Showing posts with label poetry. Show all posts
Showing posts with label poetry. Show all posts

Thursday, October 22, 2009

Shakespeare: the language of the heart

I recently read (and reread) an excerpt from Shakespeare's Venus and Adonis. What impressed me the most was the dramatic flair of the writing. Every stanza was devoted to fleshing out the fiery passions of Venus, bringing her to life for us like a prima donna on stage. Shakespeare seems to be most interested in the emotional and the irrational and how those urges translate themselves into action. In this poem and in the plays I've read so far, the characters are all driven by passions which result in actions which may or may not have desirable consequences. But the characters never worry about things like consequences. Hearts are on fire, the gestures are grand, characters get tangled up with themselves and with life . . . just the perfect recipe for a great play. It's Shakespeare: would we expect anything less?

Monday, October 19, 2009

Gerard Manley Hopkins: nature and God

In his lifetime, Hopkins was a Jesuit priest, which explains the preoccupation with religious themes in his poetry. From what I've read so far, Hopkins is primarily interested in the divine origins of nature and the divinity that links us with nature and with God. Like Keats, he has a transcendental temperament. Unlike Keats, however, his mindset is religious as opposed to secular. Where Keats turns to beauty in and of itself for inspiration, Hopkins turns to beauty because it manifests God's love and existence. As a result, his poetry has a jubilant, peaceful tone. Hopkins has a quiet certainty about the cosmos . . . Keats, on the other hand, is somewhat burdened by a divine vision of reality that he feels unable to completely comprehend and understand. Keats is on a spiritual quest while Hopkins has spiritually arrived. Hopkins's "The Blessed Virgin Compared to the Air We Breathe" manifest a joy in religion I rarely encounter.

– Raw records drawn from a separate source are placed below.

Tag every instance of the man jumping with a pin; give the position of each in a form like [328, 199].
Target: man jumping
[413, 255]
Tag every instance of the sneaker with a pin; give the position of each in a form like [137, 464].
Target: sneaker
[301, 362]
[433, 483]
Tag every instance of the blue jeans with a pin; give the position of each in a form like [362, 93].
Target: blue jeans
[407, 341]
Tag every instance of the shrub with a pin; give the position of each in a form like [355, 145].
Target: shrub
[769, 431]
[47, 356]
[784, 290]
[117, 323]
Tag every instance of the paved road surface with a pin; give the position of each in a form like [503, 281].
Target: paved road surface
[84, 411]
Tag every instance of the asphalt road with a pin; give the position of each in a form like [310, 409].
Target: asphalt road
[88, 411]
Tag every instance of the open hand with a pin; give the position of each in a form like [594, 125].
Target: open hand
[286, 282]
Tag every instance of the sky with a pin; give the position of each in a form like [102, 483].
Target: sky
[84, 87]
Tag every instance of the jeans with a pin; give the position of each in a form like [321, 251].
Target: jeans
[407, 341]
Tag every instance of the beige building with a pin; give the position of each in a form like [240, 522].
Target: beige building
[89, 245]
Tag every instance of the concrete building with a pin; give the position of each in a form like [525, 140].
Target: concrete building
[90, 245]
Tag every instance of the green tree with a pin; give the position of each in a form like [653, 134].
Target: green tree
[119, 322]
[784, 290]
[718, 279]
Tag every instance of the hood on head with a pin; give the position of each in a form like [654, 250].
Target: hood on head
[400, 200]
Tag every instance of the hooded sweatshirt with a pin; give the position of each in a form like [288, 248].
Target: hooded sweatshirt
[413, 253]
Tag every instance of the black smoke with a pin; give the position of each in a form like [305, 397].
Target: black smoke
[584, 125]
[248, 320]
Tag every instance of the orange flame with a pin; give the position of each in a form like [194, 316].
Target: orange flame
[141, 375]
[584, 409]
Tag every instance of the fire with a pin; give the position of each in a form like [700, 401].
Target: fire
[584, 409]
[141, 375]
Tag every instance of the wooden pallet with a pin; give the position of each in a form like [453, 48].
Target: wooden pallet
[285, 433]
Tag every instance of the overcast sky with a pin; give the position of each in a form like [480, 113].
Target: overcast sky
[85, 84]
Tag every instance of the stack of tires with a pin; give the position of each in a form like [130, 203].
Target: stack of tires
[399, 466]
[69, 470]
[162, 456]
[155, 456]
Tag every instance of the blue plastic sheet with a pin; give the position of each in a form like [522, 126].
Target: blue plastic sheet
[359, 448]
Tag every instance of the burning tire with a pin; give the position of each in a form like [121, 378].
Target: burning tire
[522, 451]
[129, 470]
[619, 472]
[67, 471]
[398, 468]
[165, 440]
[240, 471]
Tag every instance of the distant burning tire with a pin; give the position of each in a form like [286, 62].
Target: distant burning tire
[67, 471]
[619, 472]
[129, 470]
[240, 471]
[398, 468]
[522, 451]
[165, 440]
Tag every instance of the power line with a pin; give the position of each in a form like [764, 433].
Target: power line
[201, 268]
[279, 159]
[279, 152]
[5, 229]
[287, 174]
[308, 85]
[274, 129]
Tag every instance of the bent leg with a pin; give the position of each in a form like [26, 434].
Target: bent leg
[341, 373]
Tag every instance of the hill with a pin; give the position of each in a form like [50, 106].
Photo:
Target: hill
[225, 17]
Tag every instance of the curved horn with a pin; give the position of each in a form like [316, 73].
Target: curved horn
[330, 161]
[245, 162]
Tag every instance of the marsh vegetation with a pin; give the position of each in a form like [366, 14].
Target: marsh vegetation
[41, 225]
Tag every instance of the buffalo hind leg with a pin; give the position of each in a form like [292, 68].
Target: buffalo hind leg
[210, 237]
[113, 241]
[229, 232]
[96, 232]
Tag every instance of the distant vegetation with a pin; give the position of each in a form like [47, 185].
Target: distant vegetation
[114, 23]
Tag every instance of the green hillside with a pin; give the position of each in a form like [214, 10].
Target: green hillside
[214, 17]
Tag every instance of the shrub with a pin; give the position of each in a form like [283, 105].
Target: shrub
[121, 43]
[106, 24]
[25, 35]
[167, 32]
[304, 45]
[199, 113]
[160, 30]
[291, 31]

As a quick side note, Hopkins loves alliteration and assonance almost to a fault. But the result is a unique style. He also likes to play with punctuation and structure, but not at the expense of the beauty and readability of the poem.

Sunday, October 18, 2009

Keats: Sleep and Poetry, a unique world of words

Every now and then, (or not so every now and then), one comes across a writer who's way with word is so particular that they construct a unique universe out of language. Keats is just such a writer. While reading Sleep and Poetry, I was astonished by the uniformity of the aesthetic. Keats created a mood of otherworldliness without dropping the ball once for pages on end. Every word contributed to the grand tapestry of the whole.

Purposefully cutting ties with reality, Sleep and Poetry weaves in and out of interior monologues and dreamscapes. We experience Keats's dreams with him and experience him talking to himself about his dreams . . . dreams both in the sense of sleep dreams, and dreams in the sense of life ambitions and goals. We learn about Keats's never ending quest to create great art and his sense of despair at not having achieved that goal, at which point he escapes into his sleep and dreams.

One of the most surprising things about Sleep and Poetry was that it was more philosophically robust that I expected it to be, and Keats came off as being more intellectually restless than I remember. I had him stereotyped as a fluffy, pretty poet. I mean, who would write a whole poem about a vase? Sleep and Poetry, however, was a sophisticated investigation into the meaning and purpose of art and life. For all it's surface beauty, it had an urgency and despair, even an aggressiveness, that gave me something to sink my teeth into.

A dilemma Keats grapples with is how to live with himself, how to handle his dreams and passions. On the one hand, he wants to push himself to climb that artistic mountain so to speak and translate the ineffable into poetry. At the same time, he shies away from that burden and extolls a simpler, perhaps more hedonistic approach to life. He rhapsodizes about nature and romance and yes, even sleep.

Certain tendencies associated with romanticism proliferate, particularly the romanticization of nature and romance, transcendentalism, and morbidity. The mood is passionate and vital, but there is a tone of despair. The poet seems convinced that there is more to life than he is somehow able to comprehend; only in art (and sleep) can he experience the euphoria and grandeur of it all. Woe betide that he should die before experiencing and expressing it all.